Si trovava a terra, stesa sul fianco destro, le mani chiuse a pugno e le gambe unite.

Non sapeva come ci era arrivata, però sapeva di doversi alzare. E così fece.

Facendo leva sulle mani si alzò a sedere, scoprendo di essere a qualche metro da una scogliera a strapiombo. Una volta in piedi, si sporse verso la scogliera e vide le grandi onde che il mare in tempesta mandava addosso alle rocce.

La brezza del mare le veniva in faccia, portata dal vento che soffiava furioso contro di lei. Sembrava che il cielo fosse irato col mare, scagliando fulmini e annerendosi con grandi e spaventose nuvole scure, e il mare non esitava a rispondere alzandosi con le sue onde e sporgendosi furioso verso il cielo. Il vento faceva da punto d’incontro fra entrambi, e non sembrava partecipe a quella lotta naturale che si stava svolgendo davanti agli occhi di lei.

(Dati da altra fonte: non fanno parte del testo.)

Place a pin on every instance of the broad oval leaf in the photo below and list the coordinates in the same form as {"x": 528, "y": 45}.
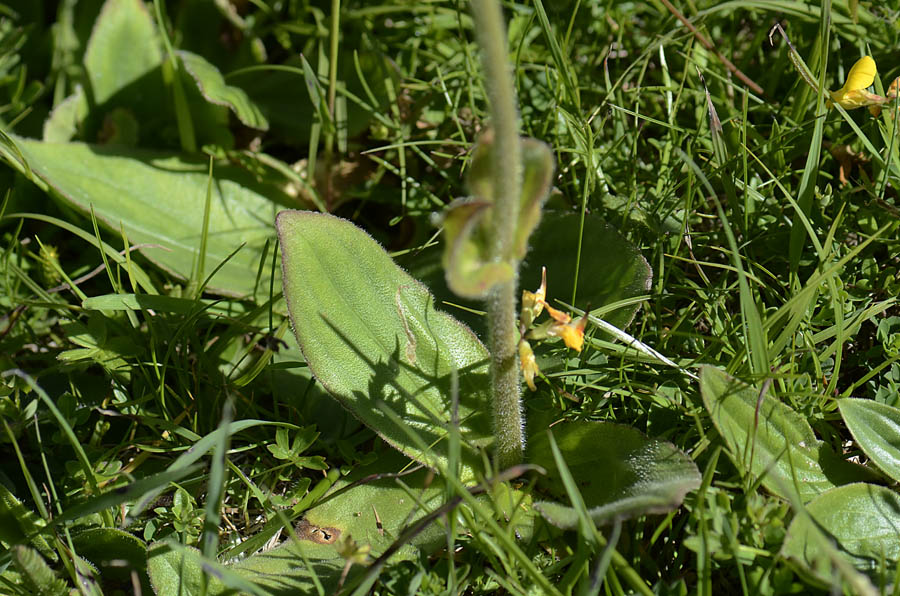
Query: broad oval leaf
{"x": 158, "y": 199}
{"x": 862, "y": 520}
{"x": 123, "y": 49}
{"x": 116, "y": 553}
{"x": 213, "y": 87}
{"x": 876, "y": 427}
{"x": 611, "y": 268}
{"x": 777, "y": 444}
{"x": 372, "y": 337}
{"x": 619, "y": 472}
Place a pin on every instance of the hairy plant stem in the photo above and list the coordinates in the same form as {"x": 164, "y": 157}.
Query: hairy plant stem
{"x": 490, "y": 32}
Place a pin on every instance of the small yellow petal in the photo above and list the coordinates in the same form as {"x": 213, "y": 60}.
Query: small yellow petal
{"x": 857, "y": 98}
{"x": 861, "y": 75}
{"x": 571, "y": 334}
{"x": 557, "y": 315}
{"x": 528, "y": 363}
{"x": 533, "y": 302}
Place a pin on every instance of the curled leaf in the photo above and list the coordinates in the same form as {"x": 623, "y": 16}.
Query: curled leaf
{"x": 467, "y": 265}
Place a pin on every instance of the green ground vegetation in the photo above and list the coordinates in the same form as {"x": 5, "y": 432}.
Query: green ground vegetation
{"x": 733, "y": 236}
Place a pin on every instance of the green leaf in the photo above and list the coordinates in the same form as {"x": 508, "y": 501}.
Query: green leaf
{"x": 158, "y": 198}
{"x": 469, "y": 270}
{"x": 372, "y": 337}
{"x": 861, "y": 520}
{"x": 537, "y": 176}
{"x": 116, "y": 553}
{"x": 213, "y": 87}
{"x": 639, "y": 475}
{"x": 778, "y": 445}
{"x": 537, "y": 162}
{"x": 180, "y": 572}
{"x": 876, "y": 427}
{"x": 123, "y": 50}
{"x": 37, "y": 577}
{"x": 377, "y": 511}
{"x": 612, "y": 269}
{"x": 66, "y": 119}
{"x": 17, "y": 523}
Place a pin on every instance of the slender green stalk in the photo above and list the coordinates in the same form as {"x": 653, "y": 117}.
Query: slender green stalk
{"x": 507, "y": 409}
{"x": 334, "y": 36}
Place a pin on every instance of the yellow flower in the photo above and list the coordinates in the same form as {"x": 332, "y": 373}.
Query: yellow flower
{"x": 571, "y": 333}
{"x": 853, "y": 94}
{"x": 528, "y": 363}
{"x": 533, "y": 302}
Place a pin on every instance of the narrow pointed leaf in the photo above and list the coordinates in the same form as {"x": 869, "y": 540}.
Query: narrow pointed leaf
{"x": 158, "y": 198}
{"x": 537, "y": 162}
{"x": 469, "y": 271}
{"x": 777, "y": 445}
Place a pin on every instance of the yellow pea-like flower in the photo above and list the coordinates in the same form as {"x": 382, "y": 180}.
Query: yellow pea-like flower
{"x": 528, "y": 363}
{"x": 571, "y": 333}
{"x": 853, "y": 94}
{"x": 533, "y": 302}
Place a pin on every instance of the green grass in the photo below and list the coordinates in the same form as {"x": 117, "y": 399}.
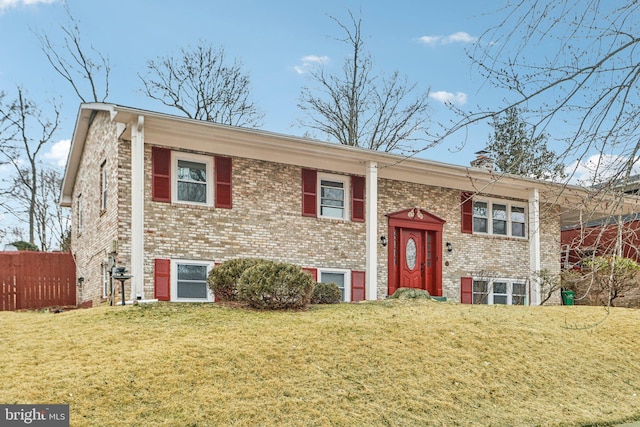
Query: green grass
{"x": 396, "y": 363}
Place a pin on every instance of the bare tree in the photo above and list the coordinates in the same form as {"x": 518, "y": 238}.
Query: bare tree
{"x": 573, "y": 67}
{"x": 583, "y": 82}
{"x": 81, "y": 67}
{"x": 203, "y": 85}
{"x": 357, "y": 107}
{"x": 52, "y": 221}
{"x": 24, "y": 133}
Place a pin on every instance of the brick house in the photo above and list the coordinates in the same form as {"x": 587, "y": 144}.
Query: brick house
{"x": 169, "y": 197}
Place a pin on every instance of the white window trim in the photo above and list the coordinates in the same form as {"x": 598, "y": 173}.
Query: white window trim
{"x": 105, "y": 279}
{"x": 346, "y": 185}
{"x": 190, "y": 157}
{"x": 103, "y": 189}
{"x": 347, "y": 280}
{"x": 174, "y": 280}
{"x": 79, "y": 208}
{"x": 509, "y": 282}
{"x": 509, "y": 204}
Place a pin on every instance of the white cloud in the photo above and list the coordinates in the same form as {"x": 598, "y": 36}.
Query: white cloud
{"x": 459, "y": 37}
{"x": 59, "y": 153}
{"x": 448, "y": 98}
{"x": 310, "y": 61}
{"x": 597, "y": 169}
{"x": 8, "y": 4}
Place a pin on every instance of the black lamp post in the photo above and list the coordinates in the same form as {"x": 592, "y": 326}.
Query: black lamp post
{"x": 120, "y": 274}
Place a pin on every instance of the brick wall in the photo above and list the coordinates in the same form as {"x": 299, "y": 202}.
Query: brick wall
{"x": 99, "y": 227}
{"x": 266, "y": 221}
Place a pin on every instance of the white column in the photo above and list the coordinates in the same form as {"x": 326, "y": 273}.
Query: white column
{"x": 534, "y": 245}
{"x": 137, "y": 209}
{"x": 371, "y": 209}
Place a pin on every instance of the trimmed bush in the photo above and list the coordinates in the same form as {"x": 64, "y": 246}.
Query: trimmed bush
{"x": 223, "y": 278}
{"x": 410, "y": 293}
{"x": 326, "y": 293}
{"x": 275, "y": 286}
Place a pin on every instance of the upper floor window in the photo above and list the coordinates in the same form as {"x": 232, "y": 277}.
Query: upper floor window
{"x": 499, "y": 218}
{"x": 193, "y": 181}
{"x": 79, "y": 212}
{"x": 103, "y": 186}
{"x": 333, "y": 190}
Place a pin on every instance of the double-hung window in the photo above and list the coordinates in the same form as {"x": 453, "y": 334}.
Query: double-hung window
{"x": 189, "y": 281}
{"x": 193, "y": 181}
{"x": 79, "y": 213}
{"x": 500, "y": 218}
{"x": 103, "y": 186}
{"x": 499, "y": 291}
{"x": 334, "y": 194}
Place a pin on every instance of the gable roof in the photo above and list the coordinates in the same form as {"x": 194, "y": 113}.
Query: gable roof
{"x": 181, "y": 132}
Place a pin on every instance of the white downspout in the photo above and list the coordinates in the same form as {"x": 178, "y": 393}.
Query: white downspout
{"x": 371, "y": 209}
{"x": 137, "y": 210}
{"x": 534, "y": 245}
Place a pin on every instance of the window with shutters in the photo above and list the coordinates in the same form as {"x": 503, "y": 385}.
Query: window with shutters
{"x": 192, "y": 181}
{"x": 333, "y": 196}
{"x": 189, "y": 281}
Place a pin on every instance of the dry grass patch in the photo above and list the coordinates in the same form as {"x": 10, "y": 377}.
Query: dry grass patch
{"x": 392, "y": 363}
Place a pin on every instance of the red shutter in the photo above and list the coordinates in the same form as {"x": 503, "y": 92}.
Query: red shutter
{"x": 161, "y": 174}
{"x": 223, "y": 182}
{"x": 466, "y": 203}
{"x": 162, "y": 279}
{"x": 309, "y": 184}
{"x": 357, "y": 286}
{"x": 466, "y": 290}
{"x": 313, "y": 272}
{"x": 357, "y": 198}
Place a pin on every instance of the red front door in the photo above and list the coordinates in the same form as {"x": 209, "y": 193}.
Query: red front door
{"x": 415, "y": 245}
{"x": 412, "y": 251}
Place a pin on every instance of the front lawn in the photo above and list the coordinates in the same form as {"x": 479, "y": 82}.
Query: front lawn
{"x": 397, "y": 363}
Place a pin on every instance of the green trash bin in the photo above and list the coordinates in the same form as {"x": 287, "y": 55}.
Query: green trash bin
{"x": 568, "y": 297}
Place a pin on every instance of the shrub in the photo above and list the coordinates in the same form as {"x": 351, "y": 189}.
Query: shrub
{"x": 326, "y": 293}
{"x": 275, "y": 286}
{"x": 410, "y": 293}
{"x": 223, "y": 279}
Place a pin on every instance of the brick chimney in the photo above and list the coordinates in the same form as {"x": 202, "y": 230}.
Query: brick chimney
{"x": 482, "y": 160}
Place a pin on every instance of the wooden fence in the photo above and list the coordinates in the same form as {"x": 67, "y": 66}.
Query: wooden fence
{"x": 30, "y": 280}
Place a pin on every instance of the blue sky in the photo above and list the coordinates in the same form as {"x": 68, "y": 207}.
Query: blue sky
{"x": 276, "y": 40}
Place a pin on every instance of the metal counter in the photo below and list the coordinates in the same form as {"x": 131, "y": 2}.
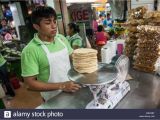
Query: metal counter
{"x": 144, "y": 94}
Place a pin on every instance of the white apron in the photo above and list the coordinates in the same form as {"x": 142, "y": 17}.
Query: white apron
{"x": 59, "y": 65}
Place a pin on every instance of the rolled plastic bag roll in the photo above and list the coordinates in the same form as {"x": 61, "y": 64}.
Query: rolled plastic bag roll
{"x": 2, "y": 93}
{"x": 106, "y": 55}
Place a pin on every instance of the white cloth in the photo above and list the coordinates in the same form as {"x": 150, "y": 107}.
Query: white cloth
{"x": 59, "y": 66}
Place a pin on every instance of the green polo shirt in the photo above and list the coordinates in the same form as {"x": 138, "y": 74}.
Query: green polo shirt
{"x": 75, "y": 40}
{"x": 34, "y": 60}
{"x": 2, "y": 60}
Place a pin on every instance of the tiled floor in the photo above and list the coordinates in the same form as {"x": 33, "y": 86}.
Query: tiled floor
{"x": 24, "y": 99}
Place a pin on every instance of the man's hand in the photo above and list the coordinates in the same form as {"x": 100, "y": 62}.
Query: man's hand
{"x": 70, "y": 86}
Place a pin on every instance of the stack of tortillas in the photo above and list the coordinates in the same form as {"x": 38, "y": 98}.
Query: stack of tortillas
{"x": 85, "y": 60}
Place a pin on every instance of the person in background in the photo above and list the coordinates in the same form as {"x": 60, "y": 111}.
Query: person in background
{"x": 4, "y": 26}
{"x": 101, "y": 36}
{"x": 45, "y": 60}
{"x": 100, "y": 20}
{"x": 108, "y": 22}
{"x": 94, "y": 25}
{"x": 73, "y": 37}
{"x": 7, "y": 35}
{"x": 4, "y": 77}
{"x": 101, "y": 39}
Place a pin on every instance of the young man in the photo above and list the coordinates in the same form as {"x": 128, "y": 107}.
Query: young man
{"x": 4, "y": 79}
{"x": 108, "y": 21}
{"x": 45, "y": 60}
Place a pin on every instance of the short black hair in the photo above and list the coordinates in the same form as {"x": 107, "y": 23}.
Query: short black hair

I capelli che frustavano il viso, gli occhi socchiusi dalla potenza dell’aria, la ragazza assisteva impotente a quella tempesta che sembrava non dover più finire.

Guardava il mare contro il cielo, conscia dello spettacolo a cui stava assistendo. Era meraviglioso e orribile allo stesso tempo, sembrava che due Dei stessero scontrandosi.

Era tanto immersa nel paesaggio che la circondava che non si accorse di essersi avvicinata allo strapiombo. Un altro passo soltanto e sarebbe precipitata. Se ne accorse appena in tempo, di conseguenza si fermò.

Portò lo sguardo sotto di sé, dove l’acqua si scontrava con la roccia, incurante dell’ignota spettatrice. All’improvviso un potente ruggito scosse il suolo, facendola tremare fin nel profondo. Si dovette aggrappare sodo alla roccia per poter mantenere un briciolo di equilibrio.

Provò a rialzarsi, ma commise un errore. Il sibillio dell’aria spostata la fece voltare di scatto. Non riuscì a scorgere nulla salvo delle splendide squame d’oro, prima di essere spinta oltre lo strapiombo.

 

Selene si svegliò di soprassalto nel suo letto, completamente sudata. Non sapeva qual’era il significato del sogno appena fatto, ma era stato fin troppo realistico.

Si buttò di nuovo sul cuscino impregnato del suo sudore, e chiuse gli occhi, rivedendo per un momento le squame d’oro che come un lampo erano comparse nel suo campo visivo.

Cercò di riaddormentarsi, ma proprio in quel momento suonò la sveglia, dicendole che erano le sette del mattino.

Fantastico.. Un’altra notte insonne… – commentò lei scostando le coperte di cotone e alzandosi dal letto. Si diresse in bagno per sciacquarsi la faccia e quasi non si riconobbe davanti allo specchio: gli occhi rossi circondati da profonde occhiaie violacee erano spenti, color sangue rappreso, mentre i capelli mossi sembravano di un castano più scuro degli altri giorni, ed erano inoltre appiccicati alla fronte sudata. Era molto pallida, e sembrava anche dimagrita negli ultimi tempi.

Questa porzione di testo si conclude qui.